Die Diagnose erfolgt mittels moderner radiologischer Bildgebung, die die charakteristischen zystischen Erweiterungen der Seitenäste sichtbar macht.

  • MRT/MRCP (Magnetresonanz-Cholangiopankreatikografie): wichtigstes Verfahren zur Beurteilung des Pankreasgangsystems und Nachweis der Kommunikation der Zysten mit dem Hauptgang.
  • EUS (Endosonografie): Ergänzend zur genaueren Darstellung kleiner Wandknoten oder verdächtiger Strukturen.
  • Feinnadelpunktion (FNP): Entnahme von Zysteninhalt zur zytologischen und biochemischen Analyse (CEA, Amylase, KRAS/GNAS-Mutationen).

Da die meisten BD-IPMNs gutartig sind, ist in vielen Fällen keine Operation erforderlich. Stattdessen wird eine engmaschige radiologische Überwachung empfohlen.

Therapie und Prognose

Überwachung („Watch-and-Wait“): Bei kleinen, asymptomatischen BD-IPMNs genügt eine strukturierte Nachsorge mittels MRT/MRCP oder EUS, um Größenveränderungen oder neue Risikomerkmale („worrisome features“, „high-risk stigmata“) frühzeitig zu erkennen.

Chirurgische Entfernung: Eine Operation wird empfohlen, wenn folgende Kriterien erfüllt sind:

  • Wachstum der Zyste im Verlauf
  • Nachweis eines Wandknotens (Mural Nodule)
  • Zystengröße > 3 cm
  • Auftreten von Symptomen wie Pankreatitis

Die Operationsentscheidung sollte in einem spezialisierten Pankreaszentrum interdisziplinär getroffen werden.

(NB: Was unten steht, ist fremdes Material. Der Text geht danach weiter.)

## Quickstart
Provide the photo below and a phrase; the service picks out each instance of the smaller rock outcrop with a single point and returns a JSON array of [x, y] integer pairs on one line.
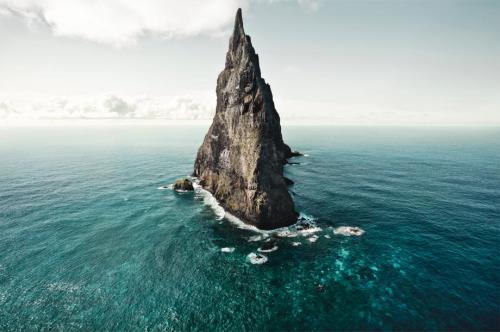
[[183, 185]]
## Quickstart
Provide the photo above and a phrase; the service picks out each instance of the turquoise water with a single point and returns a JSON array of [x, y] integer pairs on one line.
[[88, 242]]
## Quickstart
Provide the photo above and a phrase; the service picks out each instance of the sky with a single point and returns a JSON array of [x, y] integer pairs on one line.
[[345, 62]]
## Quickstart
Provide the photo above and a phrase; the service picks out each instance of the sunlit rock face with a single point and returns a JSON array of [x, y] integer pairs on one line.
[[242, 156]]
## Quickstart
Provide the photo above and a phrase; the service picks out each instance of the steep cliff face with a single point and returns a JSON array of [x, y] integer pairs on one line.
[[242, 156]]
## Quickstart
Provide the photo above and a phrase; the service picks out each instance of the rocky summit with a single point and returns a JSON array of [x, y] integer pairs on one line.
[[241, 158]]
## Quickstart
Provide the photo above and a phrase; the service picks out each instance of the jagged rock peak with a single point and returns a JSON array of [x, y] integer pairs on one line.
[[242, 156]]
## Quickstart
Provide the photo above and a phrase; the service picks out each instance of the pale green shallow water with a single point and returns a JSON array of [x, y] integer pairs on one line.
[[88, 242]]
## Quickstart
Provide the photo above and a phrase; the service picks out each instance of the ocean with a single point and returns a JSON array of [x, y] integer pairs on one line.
[[89, 240]]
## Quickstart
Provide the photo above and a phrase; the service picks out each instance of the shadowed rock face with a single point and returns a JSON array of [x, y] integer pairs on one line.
[[242, 156]]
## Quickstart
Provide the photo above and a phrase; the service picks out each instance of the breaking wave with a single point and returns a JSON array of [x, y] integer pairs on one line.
[[348, 231], [256, 258]]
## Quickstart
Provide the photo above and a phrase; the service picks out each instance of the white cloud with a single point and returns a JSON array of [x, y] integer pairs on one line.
[[122, 22], [311, 5], [106, 107]]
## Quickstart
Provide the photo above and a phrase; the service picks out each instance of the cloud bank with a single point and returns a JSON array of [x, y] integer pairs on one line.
[[106, 107], [122, 22]]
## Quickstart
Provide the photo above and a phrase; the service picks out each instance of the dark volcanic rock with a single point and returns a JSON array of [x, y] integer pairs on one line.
[[183, 184], [242, 156]]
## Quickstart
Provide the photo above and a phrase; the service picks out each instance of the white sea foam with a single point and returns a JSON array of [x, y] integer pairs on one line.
[[286, 233], [256, 258], [274, 248], [348, 231], [305, 225], [313, 238], [256, 238]]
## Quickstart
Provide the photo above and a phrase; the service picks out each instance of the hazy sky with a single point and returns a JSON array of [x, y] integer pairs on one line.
[[338, 61]]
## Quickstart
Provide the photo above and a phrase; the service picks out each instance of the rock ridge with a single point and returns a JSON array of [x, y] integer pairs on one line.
[[241, 158]]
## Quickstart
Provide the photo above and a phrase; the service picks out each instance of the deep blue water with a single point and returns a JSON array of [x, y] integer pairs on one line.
[[88, 242]]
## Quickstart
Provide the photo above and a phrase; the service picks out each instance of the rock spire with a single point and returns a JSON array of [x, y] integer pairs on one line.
[[241, 158]]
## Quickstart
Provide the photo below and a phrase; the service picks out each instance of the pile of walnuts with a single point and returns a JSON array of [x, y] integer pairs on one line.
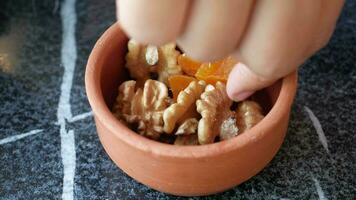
[[201, 114]]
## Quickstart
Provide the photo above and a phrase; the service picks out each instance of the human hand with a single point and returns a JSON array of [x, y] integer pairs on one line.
[[269, 38]]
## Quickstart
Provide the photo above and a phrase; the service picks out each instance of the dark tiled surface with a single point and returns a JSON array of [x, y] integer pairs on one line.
[[31, 36]]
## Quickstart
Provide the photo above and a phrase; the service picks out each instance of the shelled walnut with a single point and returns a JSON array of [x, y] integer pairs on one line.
[[214, 107], [143, 107], [194, 113], [248, 114], [184, 108], [143, 61]]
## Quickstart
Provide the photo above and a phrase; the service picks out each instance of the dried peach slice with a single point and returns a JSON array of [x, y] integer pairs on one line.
[[213, 72], [178, 83], [188, 65]]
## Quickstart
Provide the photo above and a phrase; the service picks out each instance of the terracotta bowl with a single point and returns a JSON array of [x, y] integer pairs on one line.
[[181, 170]]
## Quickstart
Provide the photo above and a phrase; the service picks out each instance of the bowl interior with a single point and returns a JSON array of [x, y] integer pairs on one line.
[[114, 73]]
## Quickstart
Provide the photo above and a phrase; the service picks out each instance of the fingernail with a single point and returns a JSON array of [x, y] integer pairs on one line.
[[242, 95]]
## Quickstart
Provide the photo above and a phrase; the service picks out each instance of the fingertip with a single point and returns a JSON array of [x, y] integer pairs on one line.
[[233, 87]]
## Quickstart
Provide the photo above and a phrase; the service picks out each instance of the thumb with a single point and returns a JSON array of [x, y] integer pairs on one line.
[[243, 82]]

Klassifikation nach Fukuoka (2017/2023)

Risikokategorie Kriterien Empfohlene Maßnahme
High-risk stigmata Gallenwegsikterus, mural nodule ≥ 5 mm, Hauptgang ≥ 10 mm Chirurgische Resektion
Worrisome features Mural nodule < 5 mm, MPD 5–9 mm, Zystengrösse ≥ 3 cm, Wachstum > 5 mm/Jahr, positive Zytologie, neuer Diabetes EUS und engmaschige Kontrolle
Keine Risikofaktoren BD-IPMN < 3 cm, kein Nodus, stabile Morphologie Bildgebung gemäss Intervalltabelle

Kontrollintervalle (Fukuoka & ESGE)

Zystengrösse / Befund Empfohlenes Intervall Modalität
< 1 cm alle 2–3 Jahre MRT/MRCP
1–2 cm jährlich MRT/MRCP
2–3 cm alle 6–12 Monate MRT ± EUS
≥ 3 cm ohne Risikomerkmale alle 3–6 Monate MRT + EUS
Mit „worrisome features“ EUS nach 3–6 Monaten, dann 6–12 Monate EUS ± MRT
Mit „high-risk stigmata“ Chirurgische Abklärung

Langzeitstrategie

Eine lebenslange radiologische Kontrolle wird empfohlen, solange der Patient operabel ist.
Bei stabilen Befunden über mehr als fünf Jahre kann das Intervall auf 2–3 Jahre verlängert werden.

Literatur

  1. Tanaka M et al. Pancreatology 2017; 17: 738–753.
  2. Tanaka M et al. Pancreatology 2023; 23(5): 713–740.
  3. European evidence-based guidelines on pancreatic cystic neoplasms. Gut 2018; 67: 789–804.